4) I cannot find that the spec says what happens if the restricted VTI returns non-qualifying
rows. Should the restrictions be reevaluated outside the VTI? (I think I would prefer that
the restrictions were only seen as hints, so that the VTI doesn't have to check all of them.
Then, if there's a restriction on a column that doesn't really help the VTI retrieving the
rows more efficiently, it could just disregard that restriction and let the SQL do the filtering

The intent is that the table function has signed up for a contract to filter rows. If the
table function doesn't fulfill its contract, then the table function has a bug. I will clarify
this in the spec. I do see your point that redundant enforcement of the qualification in Derby
could be useful to some users. I'm prepared to revisit this part of the spec during implementation
if it turns out that the query processor already redundantly enforces restrictions even after
pushing them into the store layer.

The reason that I prefer to regard the filtering as a contract is that I think it will make
it easier to reason about these smart table functions when we make them even smarter: if a
table function claims that it can perform a piece of processing, then Derby should be able
to rely on that claim. I'm thinking that at some point we will want to add a similar mechanism
so that a table function can declare that it can return rows in certain sort orders. I think
that if Derby asks a table function to sort the rows, then Derby doesn't want to perform a
redundant sort outside the table function.

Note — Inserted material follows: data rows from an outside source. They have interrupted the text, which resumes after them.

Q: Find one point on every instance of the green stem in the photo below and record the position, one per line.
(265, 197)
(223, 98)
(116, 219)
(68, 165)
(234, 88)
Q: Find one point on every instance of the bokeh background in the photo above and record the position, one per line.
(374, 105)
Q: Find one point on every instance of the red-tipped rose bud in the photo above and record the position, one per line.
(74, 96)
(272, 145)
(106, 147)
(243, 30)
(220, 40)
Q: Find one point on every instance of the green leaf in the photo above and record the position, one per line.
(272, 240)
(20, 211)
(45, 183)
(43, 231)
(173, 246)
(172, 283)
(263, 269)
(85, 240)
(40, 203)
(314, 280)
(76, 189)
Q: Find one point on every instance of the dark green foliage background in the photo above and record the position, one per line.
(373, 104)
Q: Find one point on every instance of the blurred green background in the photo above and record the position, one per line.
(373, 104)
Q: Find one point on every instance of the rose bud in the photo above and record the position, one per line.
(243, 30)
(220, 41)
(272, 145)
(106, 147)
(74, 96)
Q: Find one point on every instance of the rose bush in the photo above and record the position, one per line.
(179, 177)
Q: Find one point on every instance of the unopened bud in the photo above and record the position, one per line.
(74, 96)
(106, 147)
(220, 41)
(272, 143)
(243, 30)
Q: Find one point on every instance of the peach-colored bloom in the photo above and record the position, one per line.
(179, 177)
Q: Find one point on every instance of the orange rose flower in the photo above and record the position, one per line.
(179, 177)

> TableFunctions provide no information to limit underlying query
> ---------------------------------------------------------------
>                 Key: DERBY-4357
>                 URL: https://issues.apache.org/jira/browse/DERBY-4357
>             Project: Derby
>          Issue Type: Improvement
>          Components: SQL
>    Affects Versions:,,,,
>         Environment: ALL
>            Reporter: Chris Goodacre
>         Attachments: RestrictedTableFunctions.html
> The API specification for TableFunctions cannot provide information to the implementer
of the TableFunction about the details of the query.  For example: 
> (a) I defined a table function named MyFunction with columns a,b, & c
> (b) I bind the table function properly using the CREATE FUNCTION SQL.

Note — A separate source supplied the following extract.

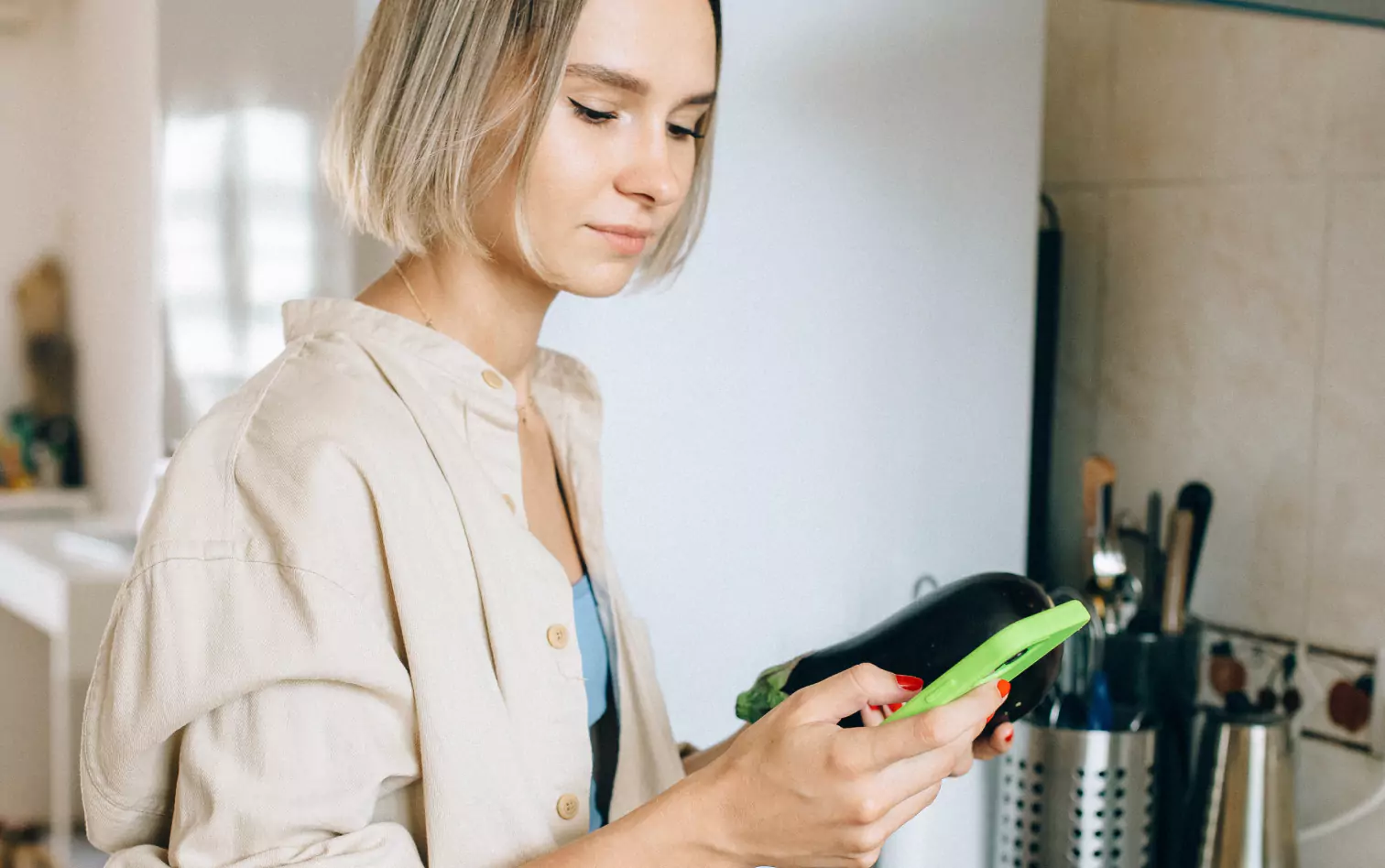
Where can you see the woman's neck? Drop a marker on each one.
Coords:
(494, 311)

> User executes the following SQL:
> select a,b from table ( MyFunction() ) where c = 123
> Without passing the column list and/or where clause as arguments to the table function,
my implementation can not know that it only needs two of the three columns, and only rows
where c = 123.
> For TableFunctions that are built to integrate distant/legacy data, the cost of the query
can be prohibitive.   It would be better if information regarding the columns in the select
and restrictions from the where clause could be passed to the developer.